While carrying furnishings for a new hotel in Creston, B.C., the 84′ long sternwheeler, S.S. City of Ainsworth, foundered and sank in a vicious storm on November 29, 1898. Occurring on the 75 mile long Kootenay Lake in the southern interior of British Columbia, it was heralded as “A disaster, unparalleled in the annals of the navigation of the inland lakes of Kootenay…”.
Seven crew and two passengers were lost during two attempts to launch lifeboats when the ship foundered about 3 km from shore. Twenty-two passengers and crew survived by recovering one of the lifeboats, and once ashore the moon came up and the survivors could see that the Ainsworth had beached herself nearby. Unable to secure the damaged ship, she was blown off shore and sank, with no cargo ever salvaged.

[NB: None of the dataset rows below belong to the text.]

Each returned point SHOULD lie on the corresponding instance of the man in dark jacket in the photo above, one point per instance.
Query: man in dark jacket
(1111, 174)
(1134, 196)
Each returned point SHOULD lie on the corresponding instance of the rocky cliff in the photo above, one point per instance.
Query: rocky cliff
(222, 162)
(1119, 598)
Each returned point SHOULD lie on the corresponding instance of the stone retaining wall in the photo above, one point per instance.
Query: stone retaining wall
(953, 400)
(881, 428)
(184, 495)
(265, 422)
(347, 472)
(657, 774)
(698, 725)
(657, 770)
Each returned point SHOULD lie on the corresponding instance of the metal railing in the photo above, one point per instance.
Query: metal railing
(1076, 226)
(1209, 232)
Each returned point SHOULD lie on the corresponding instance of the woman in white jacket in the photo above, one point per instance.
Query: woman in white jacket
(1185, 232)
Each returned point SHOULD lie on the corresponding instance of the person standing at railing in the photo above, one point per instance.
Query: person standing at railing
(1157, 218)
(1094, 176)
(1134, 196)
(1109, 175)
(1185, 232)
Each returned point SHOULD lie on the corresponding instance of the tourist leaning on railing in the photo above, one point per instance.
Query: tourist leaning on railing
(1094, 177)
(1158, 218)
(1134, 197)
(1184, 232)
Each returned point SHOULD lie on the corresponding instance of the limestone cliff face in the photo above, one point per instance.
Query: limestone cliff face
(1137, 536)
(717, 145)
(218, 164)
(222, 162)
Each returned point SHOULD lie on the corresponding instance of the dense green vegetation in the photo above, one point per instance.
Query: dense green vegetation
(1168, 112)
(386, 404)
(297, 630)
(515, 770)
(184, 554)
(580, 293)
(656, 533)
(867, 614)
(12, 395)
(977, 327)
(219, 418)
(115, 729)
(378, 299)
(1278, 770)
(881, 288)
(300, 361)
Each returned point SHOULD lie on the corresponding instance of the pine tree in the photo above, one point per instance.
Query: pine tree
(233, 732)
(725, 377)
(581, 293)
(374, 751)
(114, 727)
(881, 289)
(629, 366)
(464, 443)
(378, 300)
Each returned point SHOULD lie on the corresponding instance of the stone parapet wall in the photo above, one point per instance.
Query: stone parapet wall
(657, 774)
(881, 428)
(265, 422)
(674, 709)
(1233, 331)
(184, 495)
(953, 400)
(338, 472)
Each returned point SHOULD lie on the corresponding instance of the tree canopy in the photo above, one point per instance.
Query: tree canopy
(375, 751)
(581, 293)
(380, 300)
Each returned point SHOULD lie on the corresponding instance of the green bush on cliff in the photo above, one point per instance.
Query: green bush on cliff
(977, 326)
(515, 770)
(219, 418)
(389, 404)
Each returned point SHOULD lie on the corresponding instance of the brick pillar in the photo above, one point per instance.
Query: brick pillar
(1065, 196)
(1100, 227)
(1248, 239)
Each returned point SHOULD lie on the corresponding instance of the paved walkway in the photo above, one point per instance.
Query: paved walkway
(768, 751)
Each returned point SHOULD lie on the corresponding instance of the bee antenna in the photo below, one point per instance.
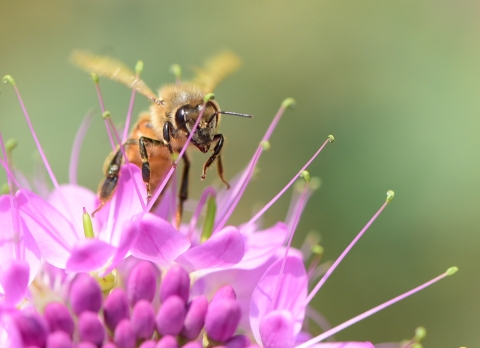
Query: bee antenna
(234, 114)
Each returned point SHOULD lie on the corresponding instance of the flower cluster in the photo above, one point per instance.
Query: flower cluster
(129, 278)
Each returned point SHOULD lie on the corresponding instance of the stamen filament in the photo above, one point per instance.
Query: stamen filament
(209, 192)
(138, 70)
(290, 237)
(14, 212)
(239, 189)
(342, 255)
(274, 199)
(102, 108)
(72, 171)
(374, 310)
(40, 150)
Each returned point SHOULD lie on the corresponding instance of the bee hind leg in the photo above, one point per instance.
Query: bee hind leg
(109, 184)
(216, 153)
(183, 193)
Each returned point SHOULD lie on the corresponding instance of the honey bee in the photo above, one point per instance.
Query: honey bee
(162, 131)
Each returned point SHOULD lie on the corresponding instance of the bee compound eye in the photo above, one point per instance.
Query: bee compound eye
(182, 115)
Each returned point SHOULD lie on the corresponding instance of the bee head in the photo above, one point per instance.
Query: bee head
(187, 115)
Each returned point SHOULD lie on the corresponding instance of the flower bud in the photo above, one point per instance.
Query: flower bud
(32, 327)
(170, 316)
(115, 308)
(90, 328)
(175, 282)
(59, 318)
(167, 341)
(124, 337)
(143, 319)
(195, 318)
(59, 339)
(85, 294)
(142, 283)
(222, 319)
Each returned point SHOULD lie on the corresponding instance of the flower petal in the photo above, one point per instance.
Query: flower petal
(77, 198)
(9, 236)
(89, 255)
(14, 277)
(276, 330)
(160, 242)
(262, 245)
(290, 289)
(223, 249)
(54, 234)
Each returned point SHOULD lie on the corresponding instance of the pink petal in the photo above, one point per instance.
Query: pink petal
(14, 279)
(129, 237)
(89, 255)
(261, 246)
(53, 233)
(276, 330)
(345, 345)
(291, 293)
(77, 198)
(160, 242)
(224, 249)
(26, 244)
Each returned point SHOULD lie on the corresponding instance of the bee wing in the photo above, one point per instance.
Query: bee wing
(215, 70)
(112, 69)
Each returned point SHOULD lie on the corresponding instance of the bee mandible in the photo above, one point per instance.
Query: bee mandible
(163, 130)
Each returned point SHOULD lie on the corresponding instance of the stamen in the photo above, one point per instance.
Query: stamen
(159, 190)
(7, 158)
(306, 176)
(96, 80)
(208, 192)
(209, 219)
(274, 199)
(138, 71)
(322, 281)
(87, 225)
(239, 189)
(9, 79)
(72, 172)
(374, 310)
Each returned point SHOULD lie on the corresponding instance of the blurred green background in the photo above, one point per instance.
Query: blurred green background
(396, 82)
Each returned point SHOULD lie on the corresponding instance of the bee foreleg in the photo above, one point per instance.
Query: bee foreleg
(109, 184)
(216, 153)
(167, 131)
(142, 146)
(183, 193)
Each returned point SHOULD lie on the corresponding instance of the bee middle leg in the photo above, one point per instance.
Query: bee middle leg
(143, 142)
(183, 193)
(216, 153)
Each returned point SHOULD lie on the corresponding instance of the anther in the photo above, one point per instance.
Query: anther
(288, 103)
(8, 79)
(94, 77)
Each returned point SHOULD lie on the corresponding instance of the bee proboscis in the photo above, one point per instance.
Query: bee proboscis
(163, 130)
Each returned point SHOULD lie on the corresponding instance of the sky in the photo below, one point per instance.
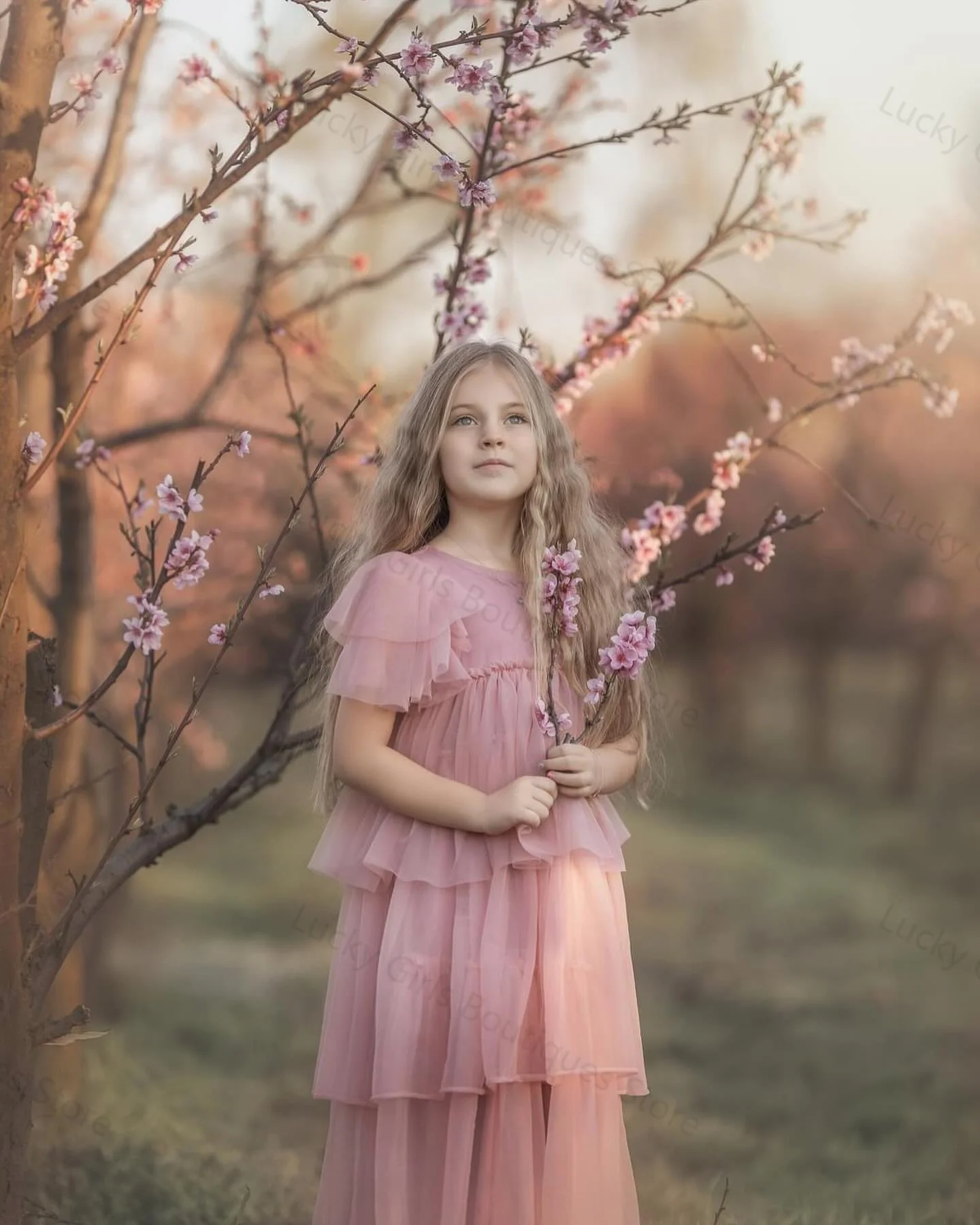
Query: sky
(894, 79)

The Ainsworth was located by a side scan sonar search and ROV inspection in 1990 and in 1997 two Cambrian Foundation divers became the first open circuit divers on the wreck. The dive team made two dives to the wreck and shot video footage of the City of Ainsworth from bow to stern. Today, she rests upright in 360 feet of water, her hull and paddlewheel intact and her pilothouse and upper deck damaged, but still present. Bart Bjorkman was one of these two divers and will present video footage from this expedition.